How The 8087 Coprocessor Got Its Bias

8087's -5V bias charge pump circuit

Most of us have been there. You build a device but realize you need two or more voltages. You could hook up multiple power supplies but that can be inconvenient and just not elegant. Alternatively, you can do something in the device itself to create the extra voltages starting with just one. When [Ken Shirriff] decapped an 8087 coprocessor to begin exploring it, he found it had that very problem. It needed: +5 V, a ground, and an additional -5 V.

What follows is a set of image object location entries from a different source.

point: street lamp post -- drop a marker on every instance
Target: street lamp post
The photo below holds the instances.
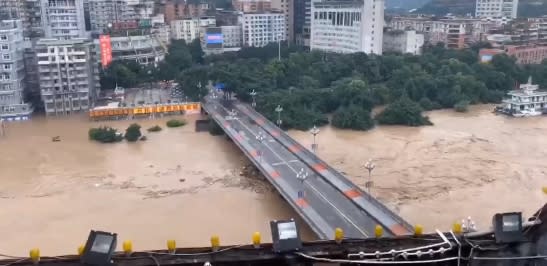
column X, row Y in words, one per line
column 369, row 166
column 199, row 91
column 314, row 131
column 279, row 109
column 301, row 176
column 279, row 47
column 253, row 94
column 260, row 137
column 232, row 115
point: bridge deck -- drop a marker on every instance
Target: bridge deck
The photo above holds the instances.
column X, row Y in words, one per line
column 328, row 201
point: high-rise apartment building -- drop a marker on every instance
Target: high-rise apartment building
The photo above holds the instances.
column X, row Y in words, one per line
column 259, row 29
column 252, row 6
column 302, row 22
column 12, row 72
column 496, row 8
column 63, row 19
column 28, row 11
column 189, row 29
column 66, row 75
column 105, row 13
column 287, row 8
column 347, row 26
column 180, row 9
column 405, row 42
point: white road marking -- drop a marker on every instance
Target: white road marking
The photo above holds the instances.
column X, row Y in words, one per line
column 310, row 185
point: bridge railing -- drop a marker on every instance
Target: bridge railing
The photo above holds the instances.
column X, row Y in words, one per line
column 289, row 142
column 323, row 233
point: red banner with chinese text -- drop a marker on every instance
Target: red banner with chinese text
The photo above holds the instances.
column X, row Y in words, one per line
column 106, row 50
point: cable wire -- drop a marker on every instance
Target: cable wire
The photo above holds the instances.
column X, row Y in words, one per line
column 15, row 262
column 195, row 254
column 373, row 261
column 512, row 258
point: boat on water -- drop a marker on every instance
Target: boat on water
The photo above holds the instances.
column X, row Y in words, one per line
column 527, row 101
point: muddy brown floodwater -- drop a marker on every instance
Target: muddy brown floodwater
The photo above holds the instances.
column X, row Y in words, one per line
column 178, row 184
column 473, row 164
column 188, row 186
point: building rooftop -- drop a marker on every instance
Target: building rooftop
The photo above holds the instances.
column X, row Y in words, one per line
column 62, row 42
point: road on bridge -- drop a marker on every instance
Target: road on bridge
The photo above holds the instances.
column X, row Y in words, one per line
column 322, row 205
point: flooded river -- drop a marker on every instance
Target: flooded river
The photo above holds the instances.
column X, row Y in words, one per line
column 187, row 186
column 473, row 164
column 177, row 185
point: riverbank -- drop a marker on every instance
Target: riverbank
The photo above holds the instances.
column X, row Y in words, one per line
column 468, row 164
column 178, row 184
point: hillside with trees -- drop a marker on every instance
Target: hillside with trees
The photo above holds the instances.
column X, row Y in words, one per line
column 312, row 85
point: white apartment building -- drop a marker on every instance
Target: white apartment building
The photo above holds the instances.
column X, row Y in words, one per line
column 259, row 29
column 347, row 26
column 405, row 42
column 105, row 12
column 66, row 75
column 287, row 8
column 496, row 8
column 63, row 19
column 189, row 29
column 232, row 36
column 146, row 49
column 12, row 72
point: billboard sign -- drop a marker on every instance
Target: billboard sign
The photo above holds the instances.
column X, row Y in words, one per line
column 106, row 50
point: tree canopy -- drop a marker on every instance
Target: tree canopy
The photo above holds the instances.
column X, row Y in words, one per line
column 311, row 85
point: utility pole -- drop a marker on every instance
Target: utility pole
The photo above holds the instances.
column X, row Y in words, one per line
column 2, row 128
column 279, row 109
column 314, row 131
column 260, row 137
column 369, row 166
column 301, row 176
column 253, row 94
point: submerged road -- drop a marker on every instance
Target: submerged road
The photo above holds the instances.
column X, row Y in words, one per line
column 323, row 205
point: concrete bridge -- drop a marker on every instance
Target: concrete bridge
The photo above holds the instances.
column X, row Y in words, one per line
column 322, row 196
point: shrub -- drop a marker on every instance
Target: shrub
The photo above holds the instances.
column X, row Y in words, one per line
column 155, row 128
column 352, row 117
column 104, row 134
column 175, row 123
column 403, row 112
column 214, row 128
column 461, row 106
column 133, row 132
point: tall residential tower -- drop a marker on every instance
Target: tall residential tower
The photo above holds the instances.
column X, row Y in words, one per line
column 347, row 26
column 63, row 19
column 496, row 8
column 12, row 72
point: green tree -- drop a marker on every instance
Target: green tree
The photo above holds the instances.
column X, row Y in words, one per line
column 403, row 112
column 352, row 117
column 133, row 132
column 196, row 51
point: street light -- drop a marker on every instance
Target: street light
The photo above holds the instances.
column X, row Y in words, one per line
column 314, row 131
column 279, row 109
column 279, row 47
column 232, row 115
column 253, row 94
column 260, row 137
column 301, row 175
column 199, row 90
column 369, row 166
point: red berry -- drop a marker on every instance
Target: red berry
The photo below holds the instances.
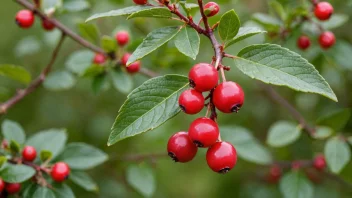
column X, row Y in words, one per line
column 47, row 25
column 191, row 101
column 228, row 97
column 29, row 153
column 323, row 10
column 99, row 59
column 180, row 147
column 203, row 77
column 303, row 42
column 12, row 188
column 140, row 2
column 221, row 157
column 211, row 9
column 122, row 38
column 25, row 18
column 319, row 162
column 204, row 132
column 327, row 39
column 60, row 171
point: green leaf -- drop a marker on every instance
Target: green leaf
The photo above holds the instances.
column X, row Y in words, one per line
column 119, row 12
column 153, row 41
column 43, row 192
column 16, row 173
column 276, row 65
column 187, row 42
column 13, row 131
column 83, row 180
column 229, row 25
column 243, row 33
column 336, row 120
column 121, row 81
column 142, row 179
column 295, row 185
column 246, row 145
column 59, row 80
column 15, row 73
column 82, row 156
column 148, row 106
column 155, row 12
column 52, row 140
column 337, row 154
column 89, row 32
column 283, row 133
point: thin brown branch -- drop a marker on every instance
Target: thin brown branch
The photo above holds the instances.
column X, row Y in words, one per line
column 35, row 84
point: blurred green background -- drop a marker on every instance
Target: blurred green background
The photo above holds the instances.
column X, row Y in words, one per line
column 89, row 117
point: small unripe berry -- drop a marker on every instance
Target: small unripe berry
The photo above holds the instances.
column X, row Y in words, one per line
column 303, row 42
column 204, row 132
column 122, row 38
column 29, row 153
column 60, row 172
column 327, row 40
column 203, row 77
column 228, row 97
column 12, row 188
column 221, row 157
column 180, row 147
column 323, row 11
column 25, row 18
column 211, row 9
column 191, row 101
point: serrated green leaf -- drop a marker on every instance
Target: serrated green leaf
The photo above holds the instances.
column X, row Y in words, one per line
column 187, row 42
column 82, row 156
column 13, row 131
column 154, row 12
column 246, row 145
column 16, row 73
column 83, row 180
column 119, row 12
column 153, row 41
column 276, row 65
column 148, row 106
column 337, row 154
column 53, row 140
column 229, row 25
column 283, row 133
column 16, row 173
column 243, row 33
column 295, row 185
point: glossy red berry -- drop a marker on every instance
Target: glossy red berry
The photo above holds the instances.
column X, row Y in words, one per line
column 319, row 162
column 228, row 97
column 191, row 101
column 140, row 2
column 122, row 38
column 203, row 132
column 180, row 147
column 203, row 77
column 12, row 188
column 99, row 59
column 25, row 18
column 211, row 9
column 221, row 157
column 323, row 11
column 327, row 40
column 29, row 153
column 303, row 42
column 60, row 171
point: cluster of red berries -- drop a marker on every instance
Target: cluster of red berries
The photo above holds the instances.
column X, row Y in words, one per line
column 122, row 38
column 323, row 12
column 204, row 132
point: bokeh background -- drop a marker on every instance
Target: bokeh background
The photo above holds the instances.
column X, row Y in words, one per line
column 88, row 117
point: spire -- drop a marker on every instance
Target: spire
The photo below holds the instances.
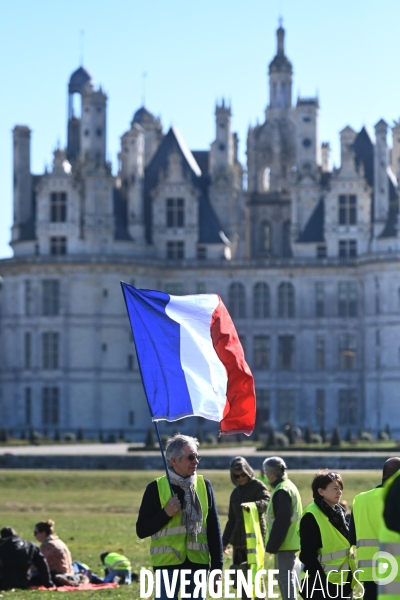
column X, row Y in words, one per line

His exploration starts with a smoking gun. After decapping the chip and counting out all the bond wires going to the various pads, he saw there was one too many. It wasn’t hard to see that the extra wire went to the chip’s substrate itself. This was for providing a negative bias to the substrate, something done in some high-performance chips to get increased speed, a more predictable transistor threshold voltage, and to reduce leakage current. Examining where the bond wire went to in the circuitry he found the two charge pump circuits shown in the banner image. Those worked in alternating fashion to supply a -5 V bias to the substrate, or rather around -3 V when you take into account voltage drops. Of course, he also explains the circuits and dives in deeper, including showing how the oscillations are provided to make the charge pumps work.

If this is anything like [Ken’s] previous explorations, it’ll be the first of a series of posts exploring the 8087. At least that’s what we hope given how he’d previously delighted us with a reverse engineering of the 76477 sound effects chip used in Space Invaders and then went deeper to talk about integrated injection logic (I2L) as used in parts of the chip.

8 thoughts on “How The 8087 Coprocessor Got Its Bias

  1. Only 2.4 watts? I remember shoving an 8087 into a laptop (that had a socket for it!) and sure enough, benchmarks detected it, but it got hotter than blazes! Maybe 2.4 watts is a lot when there’s no airflow…

  2. Back when I was designing systems using the 8086, we looked at the ’87 and decided it was a POS — didn’t work in parallel with the ’86, but put the ’86 to “sleep” while it did the numbers. Bad architecture.
    I found a chip that did decimal arithmetic. May have been a mod of a chip intended for calculators; don’t recall (AMI ??), but it had a nice I/O structure. We wrote some code to hook it to the ’86 and got what we wanted — real parallel math assistance. Shove a problem into its input FIFO, and get an interrupt when it had the answer ready to pick up.
    Both the Motorola 68000 and the National had far superior architectures to the 8086, but neither company understood the value of providing a good development environment — which Intel (sort of) did.

    1. Was it the AMD 9511? If that wasn’t the first matzoh coprocessor for microprocessors, it was the most visible. It was standalone, not designed to interface to a specific CPU, but any of them. I think expensive too.

      I know little about the 8087, but recall some comments at the time, and then later iterations came out that fitted better with the matching CPU, so apparently Intel needed to get better at it.

      I remember an article or two in the late seventies which interfaced a calculator to a CPU. It wasn’t a math coprocessor, but maybe had some characteristic which made it easier to interface. It was controlled by the CPU, by doing the equivalent of “pressing the buttons”. And it was slow, I remember my TI-30 calculator circa 1977 churning a bit on more complicated functions, that would have been really slow for the CPU. But no need to write floating point routines forte CPU, or find memory space for them.

      Michael

  3. I am a total noob in electronics but doesn’t that charge pump diagram need a resistor. It seems like the capacitor would be shorted without a resistor even if the current is going to flow through a diode, no?